Since I’m using the Pistorius case here, I should state my position on it.
Pistorius had illegal firearms in his home, had been aggressive, controlling, domineering and jealous as was demonstrated by texts and emails between himself and Reeva Steenkamp, had previously fired guns inappropriately, and had been said to be abusive to previous girlfriends. In addition to this, we are expected to believe he was conscious of events occurring in his bathroom, beyond a wall and yet did not sense his girlfriend wasn’t next to him. I often share my bed with a tiny six year old and upon waking I always know if he’s with me. We are also expected to believe that he shot through a door without first establishing who was behind it. Several times. We are expected to believe he did this on Valentine’s Day, which is a culturally pertinent time for lovers.
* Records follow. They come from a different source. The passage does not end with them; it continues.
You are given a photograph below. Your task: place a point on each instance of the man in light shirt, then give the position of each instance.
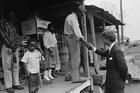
(115, 64)
(74, 37)
(51, 53)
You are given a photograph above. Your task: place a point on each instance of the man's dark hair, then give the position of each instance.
(31, 40)
(110, 35)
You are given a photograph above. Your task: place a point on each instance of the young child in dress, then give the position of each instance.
(32, 59)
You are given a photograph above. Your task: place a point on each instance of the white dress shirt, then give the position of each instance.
(72, 26)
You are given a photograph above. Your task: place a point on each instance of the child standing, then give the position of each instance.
(32, 58)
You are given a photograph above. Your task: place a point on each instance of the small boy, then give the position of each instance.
(32, 58)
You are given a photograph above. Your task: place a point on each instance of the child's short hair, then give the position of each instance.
(110, 35)
(31, 40)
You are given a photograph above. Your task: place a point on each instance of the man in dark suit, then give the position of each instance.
(115, 64)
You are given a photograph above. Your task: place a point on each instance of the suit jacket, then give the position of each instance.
(116, 67)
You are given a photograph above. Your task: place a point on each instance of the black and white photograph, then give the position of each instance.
(69, 46)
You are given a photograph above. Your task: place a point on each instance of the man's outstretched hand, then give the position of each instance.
(91, 47)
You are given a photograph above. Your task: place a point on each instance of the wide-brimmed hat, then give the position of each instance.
(82, 8)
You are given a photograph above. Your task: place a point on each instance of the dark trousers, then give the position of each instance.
(114, 90)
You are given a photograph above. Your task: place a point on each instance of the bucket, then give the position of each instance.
(64, 58)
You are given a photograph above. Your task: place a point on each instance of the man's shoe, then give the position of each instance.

The suggestion that there was not enough evidence to convict him of murder, to me, is ridiculous. In any crime involving two people in which it is one person’s word against another, the criminal justice system must always rule what is probable. In this instance, the victim is no longer alive, but the point remains. I am suggesting it’s entirely improbable for someone to shoot through a door without first factoring in whether or not the other inhabitant was the one in it. In any case, it’s easy to determine… it would have been simple for him to shout through the door, at which point Reeva would have shouted back. It’s also improbable that after the first shot she wouldn’t have screamed out, thus negating the need to fire so many shots. In addition to this fact, if someone has awoken to move a fan, it requires a fairly steady sense of orientation. Even minor manual labour is not something that someone does blearily. So if he’d had the wherewithal to move the fan, he’d have known the bed was empty. And if we don’t accept this version of events, we must assume he intentionally killed Reeva and had to get the gun and then shoot it through a door. Which is murder, not manslaughter. This is of course, just my opinion.
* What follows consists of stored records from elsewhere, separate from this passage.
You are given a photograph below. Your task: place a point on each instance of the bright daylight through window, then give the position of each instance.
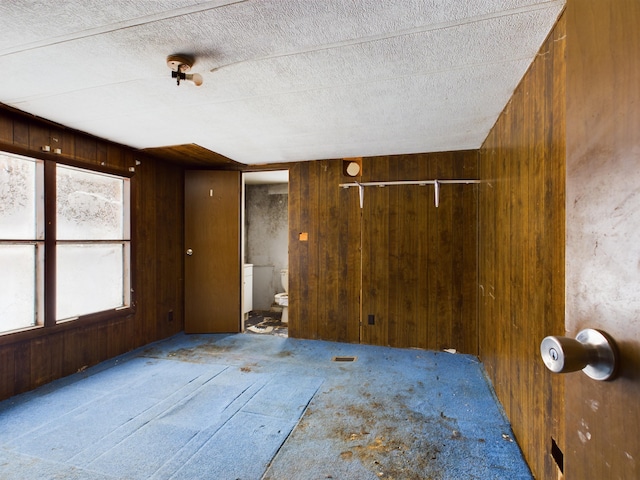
(91, 245)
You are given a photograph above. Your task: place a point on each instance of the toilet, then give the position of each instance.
(282, 299)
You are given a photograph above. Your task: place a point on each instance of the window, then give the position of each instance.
(90, 248)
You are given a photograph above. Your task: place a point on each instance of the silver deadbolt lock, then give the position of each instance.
(591, 351)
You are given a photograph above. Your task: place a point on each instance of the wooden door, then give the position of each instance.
(603, 232)
(212, 256)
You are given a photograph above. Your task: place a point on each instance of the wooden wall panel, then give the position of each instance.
(603, 231)
(521, 253)
(419, 271)
(30, 359)
(324, 258)
(419, 261)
The very fact that I’ve had to outline the preposterousness of his story offends me to my deepest core. The idea that anyone could feel his story to be an accurate version of events is such a gross and uncompromising desecration both of Reeva Steenkamp and all the hundreds of thousands of women killed by their violent partners globally, that I’m sickened.
I am not, of course, more sickened because Reeva Steenkamp was a beautiful, blonde, white model – reduced to “beautiful girlfriend of” in most of the murder press coverage immediately following her death.
Given the global crime statistics, perhaps I should feel heartened that Pistorius received any prison term at all. But I do not.
Like anyone else with a mother, daughter, or sister I feel profoundly ashamed of being complicit in a systemic failure of women that should not be allowed to be reduced to South Africa, disability, or the rich and beautiful.
Pistorius is not really the issue, nor is his enabling family whose position during the trial was so resolutely disrespectful as to fully highlight much of why we fail women in these instances.
The issue is about the systemic failure of educating men. If Pistorius had been given a life term for the murder of his girlfriend it would have given us more hope for a better future for women, but the truth is we need to stop reducing these cases to their specific features and start working towards educating young men in every country, at every level, in the starkest fucking terms.